A pivotal scene in the movie “Darkest Hour” shows Winston Churchill, played by Gary Oldman in an almost unrecognizable portrayal, journeying into the London Underground to chat with regular people in the subway.

To put it mildly, the group of average Londoners is shocked to see the prime minister, cigar and all, in their midst riding the tube. Churchill proceeds to query each of the working class Londoners about their attitude toward the British fight against Nazi Germany. To a one, they insist they would “never” give in, heralding his famous line (“We shall defend our island, whatever the cost may be, we shall fight on the beaches, we shall fight on the landing grounds, we shall fight in the fields and in the streets, we shall fight in the hills; we shall never surrender.”)

However, did the moment really occur? Did Winston Churchill really go into the subway to chat with average people as is shown in the Joe Wright-directed Hollywood film? No. The scene is not accurate.

According to Daily Variety, “It’s a scene that’s — transparently — too good to be true.” The New York Post also writes that the moving scene, unfortunately, did not really happen. “The subway scene — in which London commuters tell Churchill to never give up — is fictional,” notes The Post.

gary oldman, gary oldman darkest hour

Gary Oldman and Randolph Churchill (R) attends the ‘Darkest hour’ UK premeire at Odeon Leicester Square on December 11, 2017 in London, England.

The Wrap asked the screenwriter for the movie, Anthony McCarten, whether the moment was based on historical realism, and he also said, no, not really.
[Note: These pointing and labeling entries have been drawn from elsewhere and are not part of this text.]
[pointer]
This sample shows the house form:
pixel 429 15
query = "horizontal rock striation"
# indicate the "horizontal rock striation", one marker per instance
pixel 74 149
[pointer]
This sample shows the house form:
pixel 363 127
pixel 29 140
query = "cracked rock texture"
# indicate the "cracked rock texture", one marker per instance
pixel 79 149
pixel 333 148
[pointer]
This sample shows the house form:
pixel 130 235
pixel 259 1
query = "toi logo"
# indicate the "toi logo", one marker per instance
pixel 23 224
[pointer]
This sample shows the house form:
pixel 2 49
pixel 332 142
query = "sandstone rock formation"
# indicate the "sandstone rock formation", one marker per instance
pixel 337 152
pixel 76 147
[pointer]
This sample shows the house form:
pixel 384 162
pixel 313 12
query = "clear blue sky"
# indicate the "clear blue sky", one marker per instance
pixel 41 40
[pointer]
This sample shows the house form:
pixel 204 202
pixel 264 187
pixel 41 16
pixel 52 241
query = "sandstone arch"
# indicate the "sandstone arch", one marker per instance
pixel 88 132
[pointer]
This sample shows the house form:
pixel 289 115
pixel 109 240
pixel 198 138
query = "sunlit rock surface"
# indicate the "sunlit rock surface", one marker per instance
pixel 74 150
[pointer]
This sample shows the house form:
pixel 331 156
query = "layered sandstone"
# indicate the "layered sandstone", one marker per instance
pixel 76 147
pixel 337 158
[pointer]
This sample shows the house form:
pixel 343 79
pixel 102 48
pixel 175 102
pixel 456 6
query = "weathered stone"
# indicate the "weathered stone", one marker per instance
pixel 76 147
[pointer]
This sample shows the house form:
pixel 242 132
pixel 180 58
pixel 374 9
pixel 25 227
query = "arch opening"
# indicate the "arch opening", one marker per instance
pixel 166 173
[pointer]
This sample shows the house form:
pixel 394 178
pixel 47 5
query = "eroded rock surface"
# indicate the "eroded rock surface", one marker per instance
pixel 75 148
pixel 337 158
According to The Wrap, McCarten did not include the scene in a book he’s published about the same time period as the movie.

“McCarten admitted that no, it probably did not happen. But something like it might well have,” The Wrap reported, quoting the screenwriter as saying of Churchill that this was “the kind of thing he did right through the war. He would go AWOL, disappear and pop up somewhere in London with ordinary people, to find out what they were thinking. So that scene was drawn from deep research, but we have no record that it happened.”
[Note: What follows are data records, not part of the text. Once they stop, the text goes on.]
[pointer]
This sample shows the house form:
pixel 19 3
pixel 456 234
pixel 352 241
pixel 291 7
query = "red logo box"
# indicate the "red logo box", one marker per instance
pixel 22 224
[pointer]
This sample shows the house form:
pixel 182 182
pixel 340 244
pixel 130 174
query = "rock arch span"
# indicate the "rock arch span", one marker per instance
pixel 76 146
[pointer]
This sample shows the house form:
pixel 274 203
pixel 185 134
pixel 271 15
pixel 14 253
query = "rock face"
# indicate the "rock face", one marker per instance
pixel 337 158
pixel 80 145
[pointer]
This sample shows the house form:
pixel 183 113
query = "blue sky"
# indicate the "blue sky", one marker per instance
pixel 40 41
In other words, the scene is not pulled from actual history, but it’s something the writers felt was in line with how the real Winston Churchill acted. The Wrap also noted that the distance he travels in the scene would only have taken two minutes today, hardly long enough to query all of the working class folks sitting on the train.

Darkest Hour is a companion piece to the Christopher Nolan film, Dunkirk, as it focuses on the same time frame,  but this time from Churchill’s perspective, as the British Army was pushed to the beaches by the Germans and desperately needed what would end up being a miraculous rescue. The movie captures Churchill’s uncouth and complicated personality – his heavy drinking, his irascible personality – while revealing him to be the right man in charge at the exactly right time.

His stalwart belief that the British could persevere when the war, and all of Europe, seemed lost, stood in stark contrast to the Neville Chamberlains in his own government (including Chamberlain himself), who repeatedly pressured him to consider “peace talks” with the maniacal Hitler. We are left as viewers to wonder what would have become of Britain, and the world, had not a man with Churchill’s uncommon resolve and foresight been in charge. We are also left to wonder at the immersive performance by Oldman who disappears into jowls and bluster to deliver an uncanny portrayal of the prime minister whom he usually looks nothing like.